Quando
dieci anni fa ho iniziato a studiare l’arte nei lager degli ufficiali italiani,
internati in Germania dopo l’8 settembre del 1943, non avrei mai immaginato di
poter stringere la mano a uno dei protagonisti della mia indagine. Sia per ovvie
questioni anagrafiche, sia perché avevo in mio possesso soltanto una lista di
cognomi, senza altre indicazioni. E’ solo merito del web se, un giorno, presa la
cornetta del telefono, mi sono ritrovata a parlare con Mauro Masi, pittore
lucano, romano d’adozione. Un intellettuale di spessore, nonostante la
semplicità dei suoi modi, conditi da una simpatia travolgente. "Mi scusi,
parlo con il Maestro Masi?" – esordivo emozionata. "Sì, sono io!" –
mi rispondeva dall’altra parte una voce squillante e solare che difficilmente
avrei potuto attribuire ad un uomo che si avvicinava alla novantina. Mi
presentavo. Dall’altra parte percepivo attenzione e curiosità e la benché minima
forma di diffidenza. Mauro Masi era così. Poi la domanda che mi aveva portato
sino a lui: "non so se sbaglio... Ma lei è stato internato in Germania?".
"Sì. Prima in
Polonia, a Biala Podlaska, poi in Germania" – mi
rispondeva. Insomma, era proprio lui l’ufficiale-artista che stavo cercando. Il
resto dell’intervista veniva rimandato a un incontro, fissato a casa sua. Nello
studio, una fucina piena di tele, colori e bozzetti avevo la possibilità di
ammirare l’arte di un uomo che ha dedicato tutta la sua vita alla ricerca e alla
sperimentazione sulla forma e sul colore. Il talento creativo di chi ha amato il
suo lavoro a tal punto da non poterne fare a meno. Venivo rapita dalle sue tele
di sacco, che raccolgono la pastosità della materia in un modo unico.

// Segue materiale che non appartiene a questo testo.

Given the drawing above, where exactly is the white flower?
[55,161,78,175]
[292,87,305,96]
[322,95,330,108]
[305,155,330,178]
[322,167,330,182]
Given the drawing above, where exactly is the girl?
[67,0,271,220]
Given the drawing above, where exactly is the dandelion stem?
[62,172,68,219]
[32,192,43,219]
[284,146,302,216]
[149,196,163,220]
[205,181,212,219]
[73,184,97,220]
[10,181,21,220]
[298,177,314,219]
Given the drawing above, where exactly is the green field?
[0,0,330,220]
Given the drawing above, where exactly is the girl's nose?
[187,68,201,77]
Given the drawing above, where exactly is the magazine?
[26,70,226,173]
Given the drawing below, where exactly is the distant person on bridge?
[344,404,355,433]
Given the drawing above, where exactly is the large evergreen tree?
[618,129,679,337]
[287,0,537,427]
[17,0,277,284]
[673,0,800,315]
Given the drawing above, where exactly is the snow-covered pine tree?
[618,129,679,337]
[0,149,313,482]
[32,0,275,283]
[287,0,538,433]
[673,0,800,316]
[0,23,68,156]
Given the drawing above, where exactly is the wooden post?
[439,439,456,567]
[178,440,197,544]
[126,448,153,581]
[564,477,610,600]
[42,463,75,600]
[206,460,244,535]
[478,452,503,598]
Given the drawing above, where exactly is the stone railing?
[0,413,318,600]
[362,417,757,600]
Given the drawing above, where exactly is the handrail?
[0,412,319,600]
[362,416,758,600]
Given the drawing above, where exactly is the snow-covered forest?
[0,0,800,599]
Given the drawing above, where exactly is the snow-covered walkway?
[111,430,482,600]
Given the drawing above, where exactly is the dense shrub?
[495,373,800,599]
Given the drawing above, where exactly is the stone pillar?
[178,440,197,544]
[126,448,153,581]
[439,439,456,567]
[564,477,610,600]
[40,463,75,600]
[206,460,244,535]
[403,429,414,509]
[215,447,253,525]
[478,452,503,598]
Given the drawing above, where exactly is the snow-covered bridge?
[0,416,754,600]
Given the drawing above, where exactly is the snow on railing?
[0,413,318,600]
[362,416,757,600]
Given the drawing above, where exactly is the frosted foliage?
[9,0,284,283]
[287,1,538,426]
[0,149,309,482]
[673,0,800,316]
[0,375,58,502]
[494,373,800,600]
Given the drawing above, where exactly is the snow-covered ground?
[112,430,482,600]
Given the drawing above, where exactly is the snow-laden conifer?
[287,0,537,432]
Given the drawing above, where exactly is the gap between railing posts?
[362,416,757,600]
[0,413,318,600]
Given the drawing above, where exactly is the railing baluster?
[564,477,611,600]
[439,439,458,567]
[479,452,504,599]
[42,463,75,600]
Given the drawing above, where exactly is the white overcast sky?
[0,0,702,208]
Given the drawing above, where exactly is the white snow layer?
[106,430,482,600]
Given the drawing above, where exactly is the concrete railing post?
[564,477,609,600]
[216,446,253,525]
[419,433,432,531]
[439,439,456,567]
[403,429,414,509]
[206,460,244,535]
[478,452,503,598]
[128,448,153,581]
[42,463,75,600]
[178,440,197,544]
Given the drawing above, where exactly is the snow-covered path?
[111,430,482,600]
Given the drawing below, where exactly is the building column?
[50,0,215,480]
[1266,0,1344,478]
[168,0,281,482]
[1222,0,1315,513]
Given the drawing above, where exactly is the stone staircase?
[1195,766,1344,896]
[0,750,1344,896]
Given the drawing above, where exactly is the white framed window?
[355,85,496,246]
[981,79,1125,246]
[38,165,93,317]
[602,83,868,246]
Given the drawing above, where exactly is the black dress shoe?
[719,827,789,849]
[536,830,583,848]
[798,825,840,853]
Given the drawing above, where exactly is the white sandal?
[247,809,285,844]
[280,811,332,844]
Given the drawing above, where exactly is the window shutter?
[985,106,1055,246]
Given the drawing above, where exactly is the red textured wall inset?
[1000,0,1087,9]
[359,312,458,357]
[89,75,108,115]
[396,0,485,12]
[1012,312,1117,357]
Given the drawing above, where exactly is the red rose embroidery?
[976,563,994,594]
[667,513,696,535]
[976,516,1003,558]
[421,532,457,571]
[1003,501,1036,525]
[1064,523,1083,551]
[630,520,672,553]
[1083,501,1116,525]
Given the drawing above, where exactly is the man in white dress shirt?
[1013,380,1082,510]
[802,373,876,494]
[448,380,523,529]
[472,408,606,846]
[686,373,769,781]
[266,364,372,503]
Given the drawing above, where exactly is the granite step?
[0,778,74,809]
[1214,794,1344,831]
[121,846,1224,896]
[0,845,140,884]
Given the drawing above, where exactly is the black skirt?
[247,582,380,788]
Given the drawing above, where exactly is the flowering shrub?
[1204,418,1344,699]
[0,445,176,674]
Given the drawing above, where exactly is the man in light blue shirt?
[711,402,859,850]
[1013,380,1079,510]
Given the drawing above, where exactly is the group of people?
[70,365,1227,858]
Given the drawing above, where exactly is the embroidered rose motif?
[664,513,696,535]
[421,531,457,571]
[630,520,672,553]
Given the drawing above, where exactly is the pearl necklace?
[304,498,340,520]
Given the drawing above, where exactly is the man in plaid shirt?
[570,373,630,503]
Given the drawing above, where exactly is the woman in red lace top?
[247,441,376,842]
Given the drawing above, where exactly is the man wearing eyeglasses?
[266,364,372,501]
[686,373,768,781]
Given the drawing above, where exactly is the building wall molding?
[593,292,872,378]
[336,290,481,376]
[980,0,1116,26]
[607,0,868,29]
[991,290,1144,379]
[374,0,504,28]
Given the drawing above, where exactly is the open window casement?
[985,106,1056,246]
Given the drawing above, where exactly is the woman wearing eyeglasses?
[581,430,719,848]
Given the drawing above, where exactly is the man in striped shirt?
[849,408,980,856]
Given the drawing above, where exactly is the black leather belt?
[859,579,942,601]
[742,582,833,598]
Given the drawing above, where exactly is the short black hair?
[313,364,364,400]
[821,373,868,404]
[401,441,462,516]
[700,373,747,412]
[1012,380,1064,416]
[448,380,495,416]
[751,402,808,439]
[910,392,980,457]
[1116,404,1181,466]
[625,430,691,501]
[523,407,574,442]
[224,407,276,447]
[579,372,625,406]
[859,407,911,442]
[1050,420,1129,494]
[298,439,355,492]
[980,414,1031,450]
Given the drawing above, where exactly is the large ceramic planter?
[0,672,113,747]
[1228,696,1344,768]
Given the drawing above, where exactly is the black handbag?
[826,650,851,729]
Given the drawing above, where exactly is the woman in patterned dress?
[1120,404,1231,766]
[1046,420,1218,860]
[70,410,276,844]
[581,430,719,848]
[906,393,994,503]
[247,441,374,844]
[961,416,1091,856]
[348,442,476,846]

Soprattutto nel lager l’arte rappresentò per Masi la libertà dell’anima, ma
anche un modo per ricevere dai tedeschi, in cambio di un disegno, qualcosa in
più da mangiare. Ricordava moltissimo di quell’esperienza lontana e la
ripercorreva per me, sul filo della memoria. Così da quel giorno cominciarono ad
affiorare da casse e bauli le sopravvissute carte del suo internamento, schizzi
a matita che descrivevano con l’intensità dell’attimo catturato la vita nelle
baracche, le adunate, la fame e le altre privazioni. Toccavo quei disegni,
realizzati su povera carta, come delle reliquie. Con lui che mi diceva: "non
ti preoccupare... hanno fatto un viaggio incredibile... sono indistruttibili!".
Mi parlava de "La voce di San Gerardo", un giornale interamente
realizzato a mano, durante la prigionia, da altri ufficiali lucani come lui, cui
aveva collaborato per le illustrazioni. Non sapeva più dove fosse. Aveva solo
delle sbiadite fotocopie in bianco e nero. Promisi di trovarla. Per molto tempo
le mie ricerche si concentrarono a Potenza e invece La voce di San Gerardo
si trovava a Roma, poco distante da casa mia: il destino?
Ora che, da quattro
giorni, Mauro non c’è più mi ostino a pensare che di lui sopravvivono per sempre
i beni più preziosi: la memoria condivisa della prigionia, la forza
intellettuale, l’universo creativo, ovvero le sue opere. Ma questo
egoisticamente non mi basta. Perché già mi manca la sua amicizia.